I don´t have those fretpresses what stewmac offers but I´have glue clamps. I've already used them with piece of woodenradiusblock to seat frets in. But next neck is going to be with compoundradius and I´m simply out of radiusblocks.

Maybe I´ll just try put the frets in with simple clue clamp, pressing the frets from several spots. If i´d be using hammer I´d had to hit each fret at least 3 times. So is cluingclamps much worse option ?

sorry about bad english..

Posted

The way I do it is I bought the the radius caul from stewmac that goes in there arbor press and I put it in my drill press. Made a neck support outta scrap 2x4 for underneath the neck and away I go.

MzI

Posted

The idea behind pressing frets in is that you have a nice, even pressure al along the fret. You also have a backing clamp that has the same radii as the fretboard. That should in theory mean that you have a minimum of fret levelling to do. I don’t think that pressing the frets in with several glue clamps is a good idea. There is a risk that you kink the fret wire and you will have to remove the fret and start over again. Try making your fret cauls yourself. I have seen a tutorial here or on the mail page that describes it. They can even be made out of hard wood. If you’re not planning on doing this full time wood cauls are perfect. Cheap, easy to make and no special tools required.

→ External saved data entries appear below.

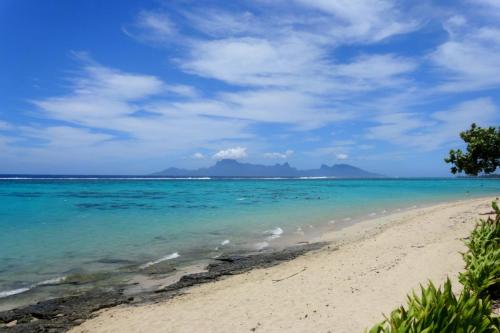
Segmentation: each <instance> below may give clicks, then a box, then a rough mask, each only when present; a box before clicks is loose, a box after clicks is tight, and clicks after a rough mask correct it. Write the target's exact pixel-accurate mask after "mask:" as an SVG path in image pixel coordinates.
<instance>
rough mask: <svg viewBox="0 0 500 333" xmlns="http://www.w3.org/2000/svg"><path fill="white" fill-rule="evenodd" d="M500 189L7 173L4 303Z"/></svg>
mask: <svg viewBox="0 0 500 333" xmlns="http://www.w3.org/2000/svg"><path fill="white" fill-rule="evenodd" d="M499 194H500V180H498V179H366V180H354V179H343V180H341V179H274V180H270V179H202V180H196V179H190V180H188V179H183V180H175V179H102V178H97V179H2V180H0V228H1V229H0V230H1V232H0V297H2V298H0V302H2V300H3V299H6V298H11V297H13V296H9V295H10V294H16V293H21V291H26V290H28V289H33V287H36V286H40V284H42V287H43V286H45V285H54V284H57V283H58V281H59V280H58V279H60V278H61V277H65V276H70V275H72V274H73V275H74V274H94V273H96V272H97V273H99V272H104V273H106V272H114V271H117V270H120V269H123V267H135V268H137V269H139V270H140V269H141V267H142V268H144V267H148V266H150V265H152V264H154V263H158V262H161V261H166V260H168V261H169V262H172V264H179V265H180V264H182V263H186V262H195V261H197V260H198V261H199V260H206V259H209V258H213V257H214V256H216V255H218V254H220V253H221V252H222V251H252V250H261V249H266V248H272V247H273V246H274V244H277V243H278V239H280V237H282V238H285V237H287V235H291V234H295V233H296V232H297V230H298V228H300V229H299V230H303V231H304V232H305V234H306V235H305V236H304V237H307V234H308V233H309V234H313V233H314V230H315V229H318V230H319V229H321V228H320V227H324V226H325V225H328V223H329V222H330V221H332V220H336V221H343V223H355V221H357V220H360V219H366V218H368V217H374V216H376V215H377V214H384V213H389V212H391V211H394V210H397V209H405V208H410V207H412V206H414V205H419V206H420V205H427V204H431V203H438V202H444V201H450V200H456V199H466V198H472V197H480V196H494V195H499Z"/></svg>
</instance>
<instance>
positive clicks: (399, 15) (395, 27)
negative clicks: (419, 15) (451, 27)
mask: <svg viewBox="0 0 500 333" xmlns="http://www.w3.org/2000/svg"><path fill="white" fill-rule="evenodd" d="M297 2H299V3H301V4H303V5H304V6H305V7H312V8H316V9H319V10H321V11H323V12H325V13H328V14H331V15H332V16H333V17H331V18H330V21H331V22H332V23H331V26H330V31H329V33H330V35H331V36H332V37H334V38H336V39H340V40H344V41H347V42H352V41H366V42H375V41H380V40H382V39H385V38H387V37H390V36H393V35H398V34H403V33H407V32H410V31H413V30H415V29H416V28H417V27H418V25H419V22H418V20H416V19H408V17H403V15H402V14H401V13H400V12H399V11H398V9H397V7H396V2H395V1H391V0H358V1H352V0H337V1H329V0H297Z"/></svg>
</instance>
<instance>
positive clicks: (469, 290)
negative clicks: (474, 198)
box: [368, 201, 500, 333]
mask: <svg viewBox="0 0 500 333" xmlns="http://www.w3.org/2000/svg"><path fill="white" fill-rule="evenodd" d="M492 208H493V212H492V214H491V215H493V216H491V215H490V216H489V217H488V218H487V219H481V220H479V222H478V223H477V224H476V226H475V228H474V230H473V231H472V233H471V235H470V237H469V238H468V239H467V240H466V241H465V244H466V246H467V252H465V253H463V254H462V255H463V258H464V261H465V271H464V272H462V273H460V275H459V281H460V283H462V284H463V290H462V292H461V293H460V294H459V296H456V295H455V294H454V293H453V291H452V287H451V282H450V280H449V279H447V280H446V282H445V284H444V286H443V288H442V289H441V288H436V287H435V286H434V284H433V283H432V282H429V285H428V286H427V287H423V286H421V291H420V296H418V295H417V294H416V293H415V292H414V293H413V294H412V295H410V296H408V304H407V308H405V307H403V306H401V307H399V308H397V309H396V310H394V311H392V313H391V314H390V316H388V317H385V320H384V321H382V322H381V323H379V324H377V325H375V326H374V327H373V328H371V329H370V330H369V331H368V332H369V333H416V332H426V333H432V332H464V333H465V332H470V333H473V332H474V333H476V332H500V319H499V318H498V317H495V316H492V309H491V306H492V302H491V300H492V299H493V300H498V299H499V298H500V208H499V207H498V203H497V202H496V201H493V203H492Z"/></svg>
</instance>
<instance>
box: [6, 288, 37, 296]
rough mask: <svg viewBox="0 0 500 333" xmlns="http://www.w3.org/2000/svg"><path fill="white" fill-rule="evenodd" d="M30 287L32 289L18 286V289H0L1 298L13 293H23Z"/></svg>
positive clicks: (28, 289) (13, 293) (27, 290)
mask: <svg viewBox="0 0 500 333" xmlns="http://www.w3.org/2000/svg"><path fill="white" fill-rule="evenodd" d="M30 289H31V287H26V288H18V289H12V290H5V291H0V298H5V297H9V296H12V295H17V294H21V293H24V292H27V291H28V290H30Z"/></svg>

And believe me. If you are going to use a hammer you will have to knock those frets way more than 3 times for every fret. More like 30 (well not really, but you get the picture). I hammered y first couple of necks, but I have switched to the method MzI describes. The ouphth sound of a fret going in place with the press method is so much more satisfying than the old hammering way. Faster and much more accurate and way less job on the frets to get the frets level.

Posted

A light hammer will work but in any case the fret wire should be radiused before installing.

Posted

I recently finished building my own version of StewMac's "Jaws 2". I also make my own radius cauls. It works amazing well. I did a 10"-14" compound radius board. Frets were a pretty tight fit in the slots, which I used to be afraid of, because I wanted to avoid back-bowing the neck. But I know tight frets sound better. In the end, after I did the 10"-14" neck, I tweaked the T-rod ever so slightly to get the fret tops all as level as possible.

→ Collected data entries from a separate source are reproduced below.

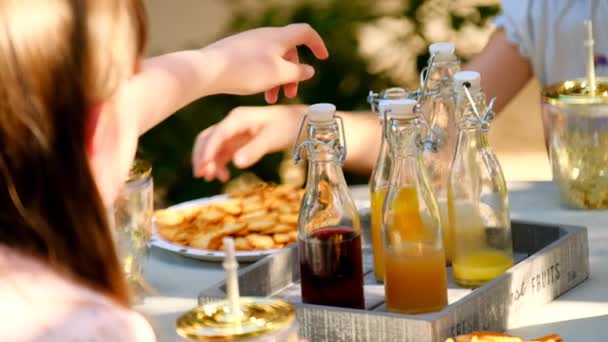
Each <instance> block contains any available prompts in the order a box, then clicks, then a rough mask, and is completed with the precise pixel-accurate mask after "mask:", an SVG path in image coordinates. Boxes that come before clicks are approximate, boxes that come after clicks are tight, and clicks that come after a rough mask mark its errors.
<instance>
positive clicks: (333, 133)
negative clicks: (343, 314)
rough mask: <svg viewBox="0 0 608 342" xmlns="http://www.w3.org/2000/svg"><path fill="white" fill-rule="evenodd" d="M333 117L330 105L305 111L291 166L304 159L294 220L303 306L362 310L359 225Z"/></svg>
mask: <svg viewBox="0 0 608 342" xmlns="http://www.w3.org/2000/svg"><path fill="white" fill-rule="evenodd" d="M335 111H336V107H335V106H334V105H332V104H326V103H321V104H316V105H313V106H310V108H309V109H308V112H307V114H306V116H305V117H304V120H303V122H302V127H305V134H306V139H305V140H304V141H303V142H302V143H301V144H298V142H296V144H298V147H297V148H295V149H294V156H295V159H296V161H297V160H299V159H300V158H301V156H302V155H303V154H306V158H307V159H308V175H307V181H306V189H305V192H304V197H303V198H302V205H301V208H300V214H299V217H298V252H299V258H300V278H301V286H302V300H303V302H304V303H309V304H318V305H329V306H338V307H347V308H356V309H363V308H364V297H363V260H362V254H361V253H362V250H361V224H360V220H359V214H358V212H357V209H356V207H355V203H354V201H353V199H352V197H351V195H350V193H349V190H348V187H347V186H346V180H345V179H344V173H343V172H342V162H343V160H344V158H345V156H346V145H345V139H344V130H343V126H342V125H340V124H339V123H341V120H340V118H339V117H337V116H336V115H335ZM301 133H302V130H300V134H301ZM300 134H299V135H300ZM297 140H298V141H299V140H300V139H299V138H298V139H297Z"/></svg>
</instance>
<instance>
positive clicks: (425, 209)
mask: <svg viewBox="0 0 608 342" xmlns="http://www.w3.org/2000/svg"><path fill="white" fill-rule="evenodd" d="M388 102H389V103H388V104H387V110H388V111H390V113H389V115H390V120H389V122H388V127H387V131H388V141H389V144H390V148H391V158H392V162H393V167H392V169H391V173H390V181H389V186H388V190H387V194H386V199H385V202H384V215H383V219H384V220H383V225H382V229H383V236H384V258H385V261H384V263H385V276H384V286H385V296H386V306H387V309H388V310H389V311H392V312H399V313H407V314H417V313H424V312H432V311H438V310H441V309H442V308H443V307H445V306H446V305H447V274H446V267H445V255H444V250H443V243H442V234H441V224H440V221H439V210H438V207H437V202H436V200H435V197H434V195H433V191H432V190H431V187H430V184H429V181H428V178H427V175H426V171H425V168H424V165H423V163H422V157H421V153H420V145H419V142H420V124H419V123H420V121H419V115H418V114H417V112H416V111H415V108H416V104H417V102H416V101H415V100H392V101H390V100H389V101H388Z"/></svg>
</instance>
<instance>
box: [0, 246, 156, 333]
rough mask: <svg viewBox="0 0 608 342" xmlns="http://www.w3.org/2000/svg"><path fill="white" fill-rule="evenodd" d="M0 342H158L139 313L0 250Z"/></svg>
mask: <svg viewBox="0 0 608 342" xmlns="http://www.w3.org/2000/svg"><path fill="white" fill-rule="evenodd" d="M0 302H1V303H2V305H0V322H2V324H1V325H0V341H42V340H43V341H51V342H52V341H62V342H63V341H118V342H121V341H142V342H143V341H145V342H148V341H155V337H154V332H153V330H152V327H151V326H150V324H149V323H148V322H147V321H146V320H145V319H144V317H143V316H141V315H139V314H138V313H136V312H135V311H132V310H129V309H128V308H124V307H122V306H120V305H118V304H116V303H114V302H113V301H112V300H111V299H110V298H108V297H106V296H104V295H103V294H101V293H98V292H96V291H94V290H92V289H89V288H87V287H85V286H82V285H80V284H78V283H77V282H74V281H72V280H70V279H67V278H65V277H63V276H62V275H60V274H58V273H57V272H54V271H53V270H52V269H51V268H50V267H48V266H46V265H45V264H44V263H43V262H40V261H38V260H36V259H34V258H31V257H28V256H25V255H22V254H20V253H18V252H16V251H14V250H12V249H10V248H7V247H6V246H2V245H0Z"/></svg>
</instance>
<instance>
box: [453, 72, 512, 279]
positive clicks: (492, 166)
mask: <svg viewBox="0 0 608 342" xmlns="http://www.w3.org/2000/svg"><path fill="white" fill-rule="evenodd" d="M455 90H456V92H457V99H456V108H457V109H456V117H457V121H458V143H457V145H456V155H455V157H454V162H453V164H452V168H451V172H450V178H449V189H448V190H449V191H448V204H449V205H448V211H449V220H450V227H452V229H453V232H452V233H453V236H452V238H453V247H454V250H453V252H454V254H453V259H452V267H453V271H454V278H455V281H456V283H457V284H459V285H461V286H465V287H477V286H481V285H483V284H484V283H486V282H488V281H490V280H492V279H494V278H496V277H498V276H499V275H501V274H502V273H503V272H505V271H506V270H507V269H509V268H510V267H511V266H512V265H513V259H512V257H513V247H512V240H511V222H510V219H509V203H508V195H507V187H506V183H505V179H504V176H503V173H502V169H501V167H500V164H499V163H498V160H497V158H496V155H495V154H494V152H493V151H492V149H491V148H490V146H489V144H488V137H487V131H488V129H489V121H490V120H491V119H492V117H493V112H492V104H493V101H492V102H491V103H490V105H489V106H488V107H487V108H486V105H485V96H484V94H483V92H482V91H481V87H480V76H479V73H477V72H473V71H463V72H459V73H457V74H456V75H455Z"/></svg>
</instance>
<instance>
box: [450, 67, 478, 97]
mask: <svg viewBox="0 0 608 342" xmlns="http://www.w3.org/2000/svg"><path fill="white" fill-rule="evenodd" d="M463 86H466V87H467V88H469V92H471V93H478V92H480V91H481V75H480V74H479V73H478V72H477V71H460V72H457V73H455V74H454V87H455V90H456V91H458V92H461V91H462V87H463Z"/></svg>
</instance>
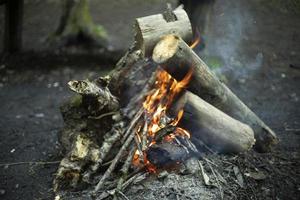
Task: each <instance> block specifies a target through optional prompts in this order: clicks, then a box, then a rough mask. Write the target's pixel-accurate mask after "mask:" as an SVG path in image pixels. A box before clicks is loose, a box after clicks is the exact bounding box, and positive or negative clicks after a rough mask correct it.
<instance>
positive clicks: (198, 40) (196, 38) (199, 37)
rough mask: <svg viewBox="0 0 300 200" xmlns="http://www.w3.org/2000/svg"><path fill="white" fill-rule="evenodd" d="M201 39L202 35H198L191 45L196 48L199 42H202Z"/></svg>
mask: <svg viewBox="0 0 300 200" xmlns="http://www.w3.org/2000/svg"><path fill="white" fill-rule="evenodd" d="M200 41H201V39H200V36H198V37H197V38H196V40H195V41H194V42H193V43H192V44H191V45H190V47H191V48H192V49H193V48H195V47H196V46H197V45H198V44H199V43H200Z"/></svg>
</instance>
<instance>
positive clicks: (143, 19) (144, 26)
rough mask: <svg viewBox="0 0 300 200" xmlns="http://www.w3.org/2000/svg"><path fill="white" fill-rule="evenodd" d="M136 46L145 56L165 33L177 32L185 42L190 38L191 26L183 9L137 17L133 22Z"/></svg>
mask: <svg viewBox="0 0 300 200" xmlns="http://www.w3.org/2000/svg"><path fill="white" fill-rule="evenodd" d="M135 28H136V30H135V32H136V35H135V42H136V48H138V49H140V50H142V52H143V53H144V55H145V56H151V54H152V50H153V47H154V46H155V45H156V43H157V42H158V41H159V39H160V38H161V37H162V36H164V35H167V34H177V35H179V36H181V38H183V40H185V41H186V42H191V40H192V36H193V34H192V26H191V23H190V20H189V17H188V15H187V14H186V12H185V11H184V10H183V9H176V10H174V11H173V12H172V11H171V10H170V9H167V11H166V12H165V13H163V14H157V15H150V16H147V17H141V18H137V19H136V22H135Z"/></svg>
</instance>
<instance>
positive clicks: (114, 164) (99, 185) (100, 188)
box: [93, 109, 143, 194]
mask: <svg viewBox="0 0 300 200" xmlns="http://www.w3.org/2000/svg"><path fill="white" fill-rule="evenodd" d="M142 111H143V110H142V109H140V111H139V112H137V114H136V116H135V117H134V118H133V120H132V121H131V124H130V125H129V128H128V129H127V131H126V133H125V134H124V135H125V136H126V135H128V137H127V138H126V140H125V142H124V143H123V145H122V147H121V149H120V150H119V152H118V154H117V155H116V156H115V158H114V159H113V161H112V163H111V164H110V166H109V168H108V169H107V170H106V172H105V173H104V175H103V176H102V178H101V180H100V181H99V182H98V184H97V185H96V187H95V189H94V191H93V193H94V194H96V193H97V192H98V191H99V190H100V189H101V188H102V186H103V184H104V182H105V180H106V179H107V178H108V177H109V176H110V175H111V173H112V171H113V170H114V169H115V167H116V164H117V163H118V162H119V160H120V157H121V156H122V154H123V152H124V151H125V150H126V149H127V147H128V146H129V145H130V143H131V142H132V140H133V138H134V136H135V131H136V130H135V125H136V123H137V122H138V120H139V119H140V117H141V116H142V114H141V113H142ZM128 133H129V134H128Z"/></svg>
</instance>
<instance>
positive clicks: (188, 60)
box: [152, 35, 278, 152]
mask: <svg viewBox="0 0 300 200" xmlns="http://www.w3.org/2000/svg"><path fill="white" fill-rule="evenodd" d="M152 58H153V60H154V61H155V62H156V63H158V64H160V65H161V66H162V67H163V68H164V69H165V70H166V71H168V72H169V73H170V74H171V75H172V76H173V77H174V78H176V79H178V80H180V79H182V77H183V76H184V74H186V73H187V72H188V71H189V70H193V77H192V80H191V82H190V84H189V87H188V89H189V90H190V91H191V92H193V93H195V94H196V95H198V96H200V97H201V98H203V99H204V100H205V101H207V102H209V103H210V104H212V105H214V106H215V107H217V108H218V109H220V110H222V111H223V112H225V113H226V114H228V115H229V116H231V117H233V118H235V119H237V120H240V121H241V122H243V123H246V124H248V125H249V126H251V127H252V128H253V130H254V133H255V139H256V143H255V148H256V150H258V151H263V152H264V151H269V150H270V149H271V147H272V146H274V145H275V144H276V143H278V138H277V136H276V134H275V133H274V132H273V131H272V130H271V129H270V128H269V127H268V126H267V125H266V124H265V123H264V122H263V121H262V120H261V119H260V118H259V117H258V116H257V115H256V114H254V113H253V112H252V111H251V110H250V109H249V108H248V107H247V106H246V105H245V104H244V103H243V102H242V101H241V100H240V99H239V98H238V97H237V96H236V95H235V94H234V93H233V92H232V91H231V90H230V89H229V88H228V87H227V86H226V85H225V84H223V83H222V82H221V81H219V79H218V78H217V77H216V76H215V75H214V74H213V72H211V71H210V69H209V68H208V66H207V65H206V64H205V63H204V62H203V61H202V60H201V59H200V58H199V57H198V56H197V54H196V53H195V52H194V51H193V50H192V49H191V48H190V47H189V46H188V45H187V44H186V43H185V42H184V41H183V39H181V38H180V37H179V36H176V35H167V36H165V37H163V38H162V39H161V40H160V41H159V42H158V43H157V45H156V46H155V48H154V50H153V55H152Z"/></svg>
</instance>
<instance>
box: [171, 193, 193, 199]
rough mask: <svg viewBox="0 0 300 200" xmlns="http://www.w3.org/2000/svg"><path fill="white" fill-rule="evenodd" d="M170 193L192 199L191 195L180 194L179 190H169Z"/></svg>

My 19" fret leveling bar still had 600 grit gold abrasive from a previous job. I thought what the hell, I can just run that over these new frets to show the high spots. 4 light passes across the board, with 600 grit, I had all the frets perfectly leveled.

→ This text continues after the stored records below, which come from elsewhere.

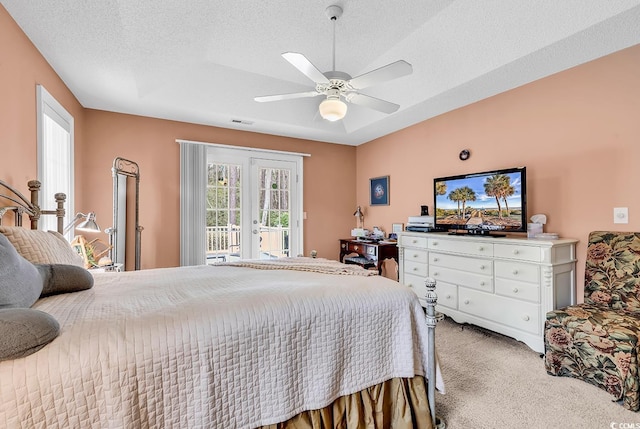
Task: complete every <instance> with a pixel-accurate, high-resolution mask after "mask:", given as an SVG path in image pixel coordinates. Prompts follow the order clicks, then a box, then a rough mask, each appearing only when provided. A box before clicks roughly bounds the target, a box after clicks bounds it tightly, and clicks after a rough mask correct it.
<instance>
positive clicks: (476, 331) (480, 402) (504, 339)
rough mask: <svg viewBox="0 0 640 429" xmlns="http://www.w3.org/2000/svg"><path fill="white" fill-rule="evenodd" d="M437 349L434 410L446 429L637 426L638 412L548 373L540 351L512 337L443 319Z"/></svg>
mask: <svg viewBox="0 0 640 429" xmlns="http://www.w3.org/2000/svg"><path fill="white" fill-rule="evenodd" d="M436 349H437V351H438V355H439V358H440V366H441V369H442V376H443V378H444V382H445V388H446V390H447V393H446V394H444V395H442V394H440V393H438V392H436V414H437V415H438V416H440V417H442V418H443V419H444V421H445V423H446V427H447V428H450V429H465V428H470V429H471V428H473V429H484V428H487V429H503V428H523V429H524V428H527V429H528V428H541V429H542V428H544V429H547V428H562V429H574V428H576V429H577V428H580V429H592V428H593V429H599V428H602V429H605V428H614V429H621V428H640V413H634V412H630V411H627V410H625V409H624V408H622V406H621V405H619V404H617V403H615V402H612V396H610V395H609V394H608V393H606V392H605V391H604V390H600V389H599V388H597V387H595V386H592V385H590V384H587V383H585V382H583V381H580V380H576V379H572V378H567V377H553V376H550V375H548V374H547V373H546V371H545V370H544V363H543V361H542V359H541V358H540V355H539V354H538V353H536V352H534V351H533V350H531V349H530V348H529V347H527V346H526V345H524V344H523V343H520V342H518V341H516V340H513V339H511V338H507V337H504V336H502V335H499V334H496V333H493V332H490V331H486V330H483V329H481V328H477V327H474V326H471V325H459V324H457V323H455V322H453V321H452V320H451V319H449V318H446V319H445V320H443V321H442V322H440V323H438V326H437V328H436ZM612 423H615V425H612ZM620 423H624V425H620Z"/></svg>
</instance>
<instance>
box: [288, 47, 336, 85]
mask: <svg viewBox="0 0 640 429" xmlns="http://www.w3.org/2000/svg"><path fill="white" fill-rule="evenodd" d="M282 57H283V58H284V59H285V60H287V61H289V62H290V63H291V65H293V66H294V67H295V68H297V69H298V70H300V71H301V72H302V74H304V75H305V76H307V77H308V78H309V79H311V80H312V81H314V82H315V83H330V82H329V79H327V77H326V76H325V75H324V74H322V72H321V71H320V70H318V68H317V67H316V66H314V65H313V64H311V61H309V60H308V59H307V57H305V56H304V55H302V54H299V53H297V52H285V53H284V54H282Z"/></svg>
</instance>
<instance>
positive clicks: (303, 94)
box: [253, 91, 322, 103]
mask: <svg viewBox="0 0 640 429" xmlns="http://www.w3.org/2000/svg"><path fill="white" fill-rule="evenodd" d="M318 95H322V93H320V92H318V91H307V92H294V93H291V94H278V95H263V96H260V97H254V98H253V99H254V100H255V101H258V102H260V103H264V102H266V101H280V100H292V99H294V98H306V97H316V96H318Z"/></svg>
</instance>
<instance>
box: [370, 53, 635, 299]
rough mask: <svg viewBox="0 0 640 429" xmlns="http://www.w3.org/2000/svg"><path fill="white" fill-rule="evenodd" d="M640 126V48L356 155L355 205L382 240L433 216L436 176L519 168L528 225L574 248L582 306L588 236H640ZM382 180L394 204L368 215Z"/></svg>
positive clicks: (520, 91) (415, 132) (417, 130)
mask: <svg viewBox="0 0 640 429" xmlns="http://www.w3.org/2000/svg"><path fill="white" fill-rule="evenodd" d="M639 124H640V45H637V46H634V47H631V48H628V49H626V50H623V51H620V52H618V53H614V54H612V55H609V56H607V57H604V58H601V59H598V60H596V61H592V62H590V63H587V64H583V65H581V66H579V67H575V68H573V69H571V70H567V71H565V72H562V73H558V74H556V75H553V76H550V77H547V78H545V79H541V80H539V81H536V82H533V83H531V84H528V85H525V86H522V87H520V88H517V89H514V90H512V91H509V92H506V93H503V94H500V95H497V96H495V97H491V98H489V99H486V100H483V101H480V102H477V103H475V104H472V105H469V106H466V107H464V108H461V109H458V110H455V111H452V112H450V113H447V114H444V115H441V116H439V117H436V118H433V119H431V120H428V121H424V122H422V123H419V124H416V125H414V126H412V127H409V128H406V129H404V130H402V131H399V132H396V133H393V134H391V135H388V136H386V137H383V138H380V139H377V140H375V141H372V142H369V143H367V144H364V145H361V146H359V147H358V149H357V202H358V204H361V205H362V206H364V207H366V212H365V216H366V217H365V222H366V223H367V226H368V227H372V226H373V225H376V226H380V227H384V228H385V229H386V230H387V231H388V230H390V228H391V224H392V223H393V222H404V223H406V221H407V216H410V215H418V214H420V205H422V204H427V205H429V208H430V210H432V209H433V179H434V177H441V176H450V175H456V174H463V173H473V172H480V171H485V170H492V169H498V168H506V167H516V166H522V165H524V166H526V167H527V192H528V213H529V217H530V216H531V215H533V214H535V213H544V214H546V215H547V219H548V223H547V225H546V228H545V231H547V232H557V233H559V234H560V235H561V236H562V237H571V238H576V239H579V240H580V243H579V245H578V296H579V297H581V296H582V294H583V287H582V284H583V282H584V261H585V252H586V241H587V238H588V234H589V232H590V231H593V230H612V231H640V199H639V198H638V192H637V189H638V186H639V185H640V168H638V160H639V159H640V125H639ZM462 149H469V150H470V151H471V157H470V158H469V159H468V160H467V161H460V160H459V159H458V153H459V152H460V151H461V150H462ZM383 175H389V176H390V201H391V204H390V205H389V206H377V207H369V206H368V199H369V194H368V182H369V180H368V179H369V178H371V177H378V176H383ZM614 207H628V208H629V224H614V223H613V208H614Z"/></svg>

From the dust on the sides of the frets, it looked like the 1st fret had a little more milled off the top than the other frets. That fret was .0540" high before the leveling, and .0535" after all the leveling and polishing was done. I usually take .001" - .002" off the fret tops (used to take around .008" off years ago when I was green).

I was amazed, but I'm still quite fed-up with doing fret-work.